The Student News Site of Stony Brook University

The Statesman


There’s something meditative about keeping a diary

Writing in a journal for just 20 minutes a day can help improve mental health.  LUIS RUIZ DOMINGUEZ/THE STATESMAN

“I’m trying out this new pen because Daniel recommended it. I’ve decided to make this my diary/notebook for 2018 – at least until I fill the pages. I broke up.”

Those are the opening words I wrote in my “Mindful Notebook,” a leather-bound notebook from Corso featuring mindfulness quotes at the top and a gratitude box at the bottom of each page. I don’t add to it every day, but I try to find time each week to write about what’s going on, what I’m thinking about, what I need to work on and what I’m grateful for.

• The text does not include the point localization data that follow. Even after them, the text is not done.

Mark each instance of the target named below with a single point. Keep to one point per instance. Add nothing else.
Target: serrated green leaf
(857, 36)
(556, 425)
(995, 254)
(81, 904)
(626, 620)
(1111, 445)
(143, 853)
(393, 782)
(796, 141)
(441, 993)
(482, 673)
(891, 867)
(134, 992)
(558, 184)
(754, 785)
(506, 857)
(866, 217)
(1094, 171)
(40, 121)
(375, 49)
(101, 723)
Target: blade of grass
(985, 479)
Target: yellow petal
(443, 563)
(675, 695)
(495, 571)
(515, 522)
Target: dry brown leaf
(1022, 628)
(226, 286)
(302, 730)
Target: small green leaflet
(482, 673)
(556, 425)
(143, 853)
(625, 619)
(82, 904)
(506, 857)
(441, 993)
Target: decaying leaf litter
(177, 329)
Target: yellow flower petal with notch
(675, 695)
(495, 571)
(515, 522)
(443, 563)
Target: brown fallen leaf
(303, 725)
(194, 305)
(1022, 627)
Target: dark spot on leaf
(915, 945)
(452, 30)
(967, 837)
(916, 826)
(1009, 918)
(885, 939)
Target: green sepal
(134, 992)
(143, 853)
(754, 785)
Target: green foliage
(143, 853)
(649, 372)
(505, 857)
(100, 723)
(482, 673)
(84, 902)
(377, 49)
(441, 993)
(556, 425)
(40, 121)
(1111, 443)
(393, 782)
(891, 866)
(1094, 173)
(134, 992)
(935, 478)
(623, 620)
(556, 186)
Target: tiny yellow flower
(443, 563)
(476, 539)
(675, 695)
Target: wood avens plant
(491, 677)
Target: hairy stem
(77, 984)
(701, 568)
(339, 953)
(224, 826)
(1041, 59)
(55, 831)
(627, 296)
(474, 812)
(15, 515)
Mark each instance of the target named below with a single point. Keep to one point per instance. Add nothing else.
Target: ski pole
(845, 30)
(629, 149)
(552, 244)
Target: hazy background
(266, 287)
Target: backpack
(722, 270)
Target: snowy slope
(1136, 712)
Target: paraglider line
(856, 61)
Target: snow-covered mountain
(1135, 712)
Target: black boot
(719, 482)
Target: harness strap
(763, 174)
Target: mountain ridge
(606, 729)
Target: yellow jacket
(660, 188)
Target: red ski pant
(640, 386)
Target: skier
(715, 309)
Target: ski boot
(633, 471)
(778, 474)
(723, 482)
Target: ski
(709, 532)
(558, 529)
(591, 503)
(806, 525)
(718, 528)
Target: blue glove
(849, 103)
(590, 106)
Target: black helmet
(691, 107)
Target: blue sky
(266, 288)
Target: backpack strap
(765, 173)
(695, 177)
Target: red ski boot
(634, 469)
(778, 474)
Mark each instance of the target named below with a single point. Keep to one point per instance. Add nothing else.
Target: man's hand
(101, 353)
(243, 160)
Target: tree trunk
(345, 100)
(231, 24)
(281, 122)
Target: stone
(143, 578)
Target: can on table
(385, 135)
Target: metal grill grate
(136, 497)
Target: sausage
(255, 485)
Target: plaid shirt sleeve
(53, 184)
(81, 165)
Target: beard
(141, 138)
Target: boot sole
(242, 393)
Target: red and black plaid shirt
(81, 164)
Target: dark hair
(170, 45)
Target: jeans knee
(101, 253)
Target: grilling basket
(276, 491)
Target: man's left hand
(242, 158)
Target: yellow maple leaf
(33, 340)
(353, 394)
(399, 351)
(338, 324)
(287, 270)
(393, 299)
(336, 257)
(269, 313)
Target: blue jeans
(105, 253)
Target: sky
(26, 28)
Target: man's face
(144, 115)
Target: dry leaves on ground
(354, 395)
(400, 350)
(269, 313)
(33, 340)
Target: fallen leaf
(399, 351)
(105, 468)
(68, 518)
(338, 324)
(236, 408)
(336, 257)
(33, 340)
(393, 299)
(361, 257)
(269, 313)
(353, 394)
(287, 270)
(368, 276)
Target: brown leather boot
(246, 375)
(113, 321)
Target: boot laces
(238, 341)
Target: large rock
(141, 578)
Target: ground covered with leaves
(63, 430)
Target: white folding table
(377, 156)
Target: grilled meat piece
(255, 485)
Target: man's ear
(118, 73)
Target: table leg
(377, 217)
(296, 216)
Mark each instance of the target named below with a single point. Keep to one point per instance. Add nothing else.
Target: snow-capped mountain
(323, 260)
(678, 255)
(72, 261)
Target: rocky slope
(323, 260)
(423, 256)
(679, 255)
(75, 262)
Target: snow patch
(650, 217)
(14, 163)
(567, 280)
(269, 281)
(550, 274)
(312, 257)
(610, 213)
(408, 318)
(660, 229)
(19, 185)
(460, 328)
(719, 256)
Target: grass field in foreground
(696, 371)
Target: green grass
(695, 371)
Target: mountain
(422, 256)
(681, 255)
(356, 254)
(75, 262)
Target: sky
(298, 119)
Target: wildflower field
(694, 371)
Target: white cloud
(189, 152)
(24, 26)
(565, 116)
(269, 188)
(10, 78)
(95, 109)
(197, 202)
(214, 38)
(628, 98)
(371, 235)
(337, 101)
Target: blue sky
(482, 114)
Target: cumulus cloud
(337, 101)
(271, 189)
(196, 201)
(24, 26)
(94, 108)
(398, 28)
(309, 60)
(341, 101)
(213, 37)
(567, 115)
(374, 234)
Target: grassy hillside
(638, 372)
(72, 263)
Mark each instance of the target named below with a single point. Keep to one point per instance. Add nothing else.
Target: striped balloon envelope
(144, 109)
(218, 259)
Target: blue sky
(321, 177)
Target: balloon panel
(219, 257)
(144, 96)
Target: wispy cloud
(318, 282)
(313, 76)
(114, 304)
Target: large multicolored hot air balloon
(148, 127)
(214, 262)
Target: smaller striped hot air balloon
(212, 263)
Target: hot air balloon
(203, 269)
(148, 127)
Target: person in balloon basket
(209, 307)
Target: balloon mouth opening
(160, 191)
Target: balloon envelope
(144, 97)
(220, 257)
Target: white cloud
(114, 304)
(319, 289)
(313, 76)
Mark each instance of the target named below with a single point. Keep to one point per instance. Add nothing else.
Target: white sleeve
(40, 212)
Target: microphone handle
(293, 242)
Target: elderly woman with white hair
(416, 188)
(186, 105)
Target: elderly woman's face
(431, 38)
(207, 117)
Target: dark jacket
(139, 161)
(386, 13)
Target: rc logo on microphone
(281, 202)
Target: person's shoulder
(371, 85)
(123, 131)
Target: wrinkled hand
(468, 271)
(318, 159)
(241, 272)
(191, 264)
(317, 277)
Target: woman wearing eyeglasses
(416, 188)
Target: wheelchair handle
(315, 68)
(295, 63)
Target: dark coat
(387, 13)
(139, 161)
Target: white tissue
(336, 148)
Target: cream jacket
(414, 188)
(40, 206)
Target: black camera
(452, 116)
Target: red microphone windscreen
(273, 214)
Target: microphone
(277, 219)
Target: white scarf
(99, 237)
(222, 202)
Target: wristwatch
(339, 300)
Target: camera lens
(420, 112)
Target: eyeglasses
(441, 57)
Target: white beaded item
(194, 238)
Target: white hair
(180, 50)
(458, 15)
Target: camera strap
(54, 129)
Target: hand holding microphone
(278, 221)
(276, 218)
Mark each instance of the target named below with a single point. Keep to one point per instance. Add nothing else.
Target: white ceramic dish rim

As someone who is addicted to Facebook, Netflix and my cellphone, I can spend hours without looking up from “black mirror.” As a student with a part-time job, I always have something to be busy with and something to worry about. And this is all before adding hobbies, eating, exercise and my reading goals. Analog diary writing provides me a time and space to take a break and meditate about it all.

I’ve written previously about my appreciation for the internet. I’ve written about taking myself out of it and into nature. With all things there is a balance. There are incredible benefits that the internet affords (I don’t have to carry a Roget’s with me everywhere I go), but not everything needs to be internet-ized.

Analog got a lot of things right. Reading on a screen hurts my eyes, and nothing compares to the smell of a good book. While typing is great for writing stories and articles quickly, writing by hand gives you time to think out what you’re writing. Every stroke leaves a physical mark. There is no delete (unless you get those fancy microwavable notebooks); if you don’t like what you wrote you have to cover it with more ink. If you’re writing in pencil, the indent of the letters is still there.

You are also presented with a physical representation of your thoughts. As opposed to reading some unfathomable “3.67 GB of 15 GB used,” you see a stack of papers or a pile of bound books filled with scribbles gathering on your desk or bookshelves.

Whether you are religious, spiritual or think it’s all baloney, writing offers a truly meditative experience. You don’t have to worry that what you write will get out there. It isn’t hackable and you won’t accidentally hit the send on your draft of an angry email to your boss or professor. I was taught to write whatever comes to mind, no matter how crazy. I have sat down and written, “banana banana banana,” over and over again. You can write yourself out of a bad mood, and there are recorded physical benefits to writing regularly as well.

Journaling also allows you reminisce. In a bad mood? Go re-experience that awesome trip during winter break. Sit in your closet and read. Wear a blanket on your head. Cry when you read about the one who got away. High-five your past self that got accepted to college. See how innocent you were when you were happy about an ultimately bad situation. Remember that time you thought your life was over but really another door opened.

There are so many ways to journal. You can write it diary-style like I do. You can write letters to that imaginary friend you had. Buzzfeed has a whole series on bullet-journaling. Watercolor your mood. Because it’s all about your experience, there are infinite ways to be creative and customize your diary to you. Some people even write it out on Google docs or Microsoft Word, even though that would be too immediate to experience the internal benefits.

With everything fighting for our attention all the time, it’s an exercise in freedom to shut ourselves in, close off from everything and project ourselves onto paper. It’s important to have a place where we can let our minds run. Write it out.